Today the City of Toronto announced more participants in this year’s edition of Nuit Blanche, the free sunset-to-sunrise visual-art event due to kick off on the night of October 5, 2013.
Famed Chinese conceptualist Ai Weiwei is slated to headline, with a Toronto version of his Forever Bicycles sculpture.
The work promises to consist of more than 1,000 bicycles, and will be shown in the city’s Nathan Phillips Square.
Ai’s “According to What?” survey, with an opening date scheduled for August 17, will run concurrently at the Art Gallery of Ontario.
French curator Ami Barak will curate Ai’s piece, along with work by other artists around City Hall and Nathan Phillips Square.
Barak’s Nuit Blanche exhibition theme relates to the centenary of Marcel Duchamp’s first readymade art installation.
Other artists scheduled for Barak’s exhibition include Toronto’s Kim Adams, Montreal’s Michel de Broin, Japan’s Tadashi Kawamata and Belgium’s Pascale Marthine Tayou.
Toronto curator Patrick Macaulay is organizing “PARADE,” which occupies the area between Charles Street West and Queen Street West along University Avenue.

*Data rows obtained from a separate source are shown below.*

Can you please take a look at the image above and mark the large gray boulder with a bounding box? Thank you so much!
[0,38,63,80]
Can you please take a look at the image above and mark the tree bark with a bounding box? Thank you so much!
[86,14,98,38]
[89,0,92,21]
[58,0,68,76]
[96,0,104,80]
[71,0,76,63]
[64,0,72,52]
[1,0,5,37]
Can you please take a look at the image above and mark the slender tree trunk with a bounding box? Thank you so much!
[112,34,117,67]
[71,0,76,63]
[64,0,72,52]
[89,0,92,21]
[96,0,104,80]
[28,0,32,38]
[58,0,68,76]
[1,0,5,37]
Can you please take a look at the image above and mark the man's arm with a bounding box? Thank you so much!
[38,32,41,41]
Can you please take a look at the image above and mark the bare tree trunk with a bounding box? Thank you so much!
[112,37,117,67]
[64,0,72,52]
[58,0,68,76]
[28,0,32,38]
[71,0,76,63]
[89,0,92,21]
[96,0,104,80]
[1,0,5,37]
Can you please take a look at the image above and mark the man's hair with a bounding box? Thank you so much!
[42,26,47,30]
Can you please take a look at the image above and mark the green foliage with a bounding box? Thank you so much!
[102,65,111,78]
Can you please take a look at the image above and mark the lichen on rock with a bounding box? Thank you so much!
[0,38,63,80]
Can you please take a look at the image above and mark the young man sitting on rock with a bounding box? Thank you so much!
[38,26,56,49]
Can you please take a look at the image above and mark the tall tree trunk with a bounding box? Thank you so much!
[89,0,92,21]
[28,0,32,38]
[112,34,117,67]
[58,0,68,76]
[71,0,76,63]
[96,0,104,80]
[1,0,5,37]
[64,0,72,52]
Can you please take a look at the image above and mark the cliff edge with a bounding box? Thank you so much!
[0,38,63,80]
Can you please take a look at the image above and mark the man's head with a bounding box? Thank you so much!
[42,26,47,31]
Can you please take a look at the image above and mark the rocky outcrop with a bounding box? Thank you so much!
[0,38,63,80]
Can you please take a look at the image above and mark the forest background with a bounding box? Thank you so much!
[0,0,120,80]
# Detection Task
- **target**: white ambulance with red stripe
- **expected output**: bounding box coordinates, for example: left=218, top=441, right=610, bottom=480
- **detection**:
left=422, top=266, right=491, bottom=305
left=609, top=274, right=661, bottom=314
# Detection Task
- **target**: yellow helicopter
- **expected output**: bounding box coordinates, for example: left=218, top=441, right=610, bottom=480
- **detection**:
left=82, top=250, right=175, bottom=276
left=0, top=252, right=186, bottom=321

Artists set to participate in Macaulay’s project include Canadians Max Dean, David R. Harper, Libby Hague, Claire Ironside and Ruth Spitzer.
Ontario curators Ivan Jurakic and Crystal Mowry are due to present an exhibition along King Street from Yonge to John entitled “Romancing the Anthropocene.”
Brendan Fernandes and Kelly Richardson—both Canadians based abroad—and American Janet Biggs are among the artists due to participate in the latter exhibition.
Nuit Blanche officials say that full programming details will be announced in August.